Damit könnte die neue Veranstaltung zu den längsten zusammenhängenden Kirmesformaten in Nordrhein-Westfalen der letzten Jahrzehnte werden.
Gerade in Zeiten steigender Transportkosten, hoher Personalbelastung und dichter Tourneepläne der Schaustellerbranche gilt eine so lange Standzeit heute als absolute Ausnahme. Viele Großfahrgeschäfte wechseln inzwischen nahezu wöchentlich den Standort. Genau deshalb sorgt das Projekt bereits jetzt für Diskussionen und Neugier innerhalb der Szene.
Erste Fahrgeschäfte bereits bekannt
Im Kirmesforum wurden bereits erste Attraktionen genannt. Demnach sollen unter anderem folgende Geschäfte eingeplant sein:
ein 38 Meter hohes Riesenrad
der „Disco Swing“ von Jörling
ein Kinderkarussell („KiKa“)
Zudem heißt es dort, dass das Interesse der Schausteller groß sei, das Konzept aber zunächst „im kleinen Rahmen getestet werden“ solle.
Gerade dieser Ansatz wirkt spannend: Statt direkt eine riesige Großkirmes aufzubauen, könnte hier zunächst ein langfristiges Sommer-Event mit überschaubarer, aber familienfreundlicher Beschickung entstehen.
Barkhausen als besonderer Standort
Austragungsort soll der Porta-Westfalica-Stadtteil Barkhausen sein – direkt an der berühmten Porta Westfalica und in unmittelbarer Nähe des Kaiser-Wilhelm-Denkmals. Der Stadtteil gilt ohnehin als touristisch interessant und profitiert von seiner markanten Lage zwischen Weser- und Wiehengebirge.
Die Region ist bereits heute regelmäßig Veranstaltungsort für größere Events, Vereinsfeste und Open-Air-Veranstaltungen. Dadurch könnte die neue Sommerkirmes zusätzlich von vorhandenem Publikum und touristischem Verkehr profitieren.
Klassische Kirmes oder modernes Sommer-Event?
Noch sind viele Details offen. Genau deshalb wird in der Szene aktuell viel spekuliert, welches Konzept tatsächlich hinter der langen Laufzeit steckt.
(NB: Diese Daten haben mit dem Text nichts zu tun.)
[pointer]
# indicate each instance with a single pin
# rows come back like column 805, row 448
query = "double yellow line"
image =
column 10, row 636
Denkbar wäre beispielsweise:
eine klassische Kirmes mit längerer Standzeit,
ein saisonaler Familien-Freizeitpark auf Zeit,
oder ein hybrides Sommerfestival mit Fahrgeschäften, Gastronomie und Eventprogramm.
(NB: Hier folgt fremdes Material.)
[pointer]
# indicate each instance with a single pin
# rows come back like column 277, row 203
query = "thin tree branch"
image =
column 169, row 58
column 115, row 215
Gerade solche längeren Sommerformate haben in den vergangenen Jahren bundesweit vereinzelt Aufmerksamkeit erzeugt – besonders seit der Corona-Zeit, als stationäre Freizeitkonzepte zeitweise beliebter wurden.
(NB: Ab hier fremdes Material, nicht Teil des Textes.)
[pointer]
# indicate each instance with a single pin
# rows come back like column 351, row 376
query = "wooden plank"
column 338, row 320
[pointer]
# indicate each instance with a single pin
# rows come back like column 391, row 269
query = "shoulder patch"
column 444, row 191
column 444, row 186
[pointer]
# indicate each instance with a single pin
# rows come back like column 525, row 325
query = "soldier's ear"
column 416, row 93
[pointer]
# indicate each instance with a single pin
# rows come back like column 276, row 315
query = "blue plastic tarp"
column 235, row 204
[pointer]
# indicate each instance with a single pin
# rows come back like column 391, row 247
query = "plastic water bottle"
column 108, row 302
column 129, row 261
Die lange Laufzeit könnte dabei mehrere Vorteile bieten:
entspannterer Besucherfluss,
geringerer Tagesdruck,
bessere Wirtschaftlichkeit bei festen Standorten,
sowie zusätzliche Möglichkeiten für Rahmenprogramm und Veranstaltungen.
Interessantes Signal für die Schaustellerbranche
Sollte das Konzept erfolgreich funktionieren, könnte die Porta-Westfalica-Sommerkirmes sogar ein spannendes Experiment für die Zukunft der Branche werden.
Denn viele traditionelle Volksfeste kämpfen heute mit:
steigenden Sicherheitskosten,
kürzeren Aufenthaltszeiten,
schwieriger Personalplanung,
und hohem logistischem Aufwand.
Ein langfristiges Sommerformat mit reduziertem Reiseaufwand könnte daher für einige Schausteller wirtschaftlich interessant sein.
Ob daraus langfristig eine feste Institution entsteht, bleibt natürlich abzuwarten. Aber allein die angekündigte Dauer macht die Veranstaltung schon jetzt zu einem der spannendsten neuen Kirmesprojekte für 2026 in NRW.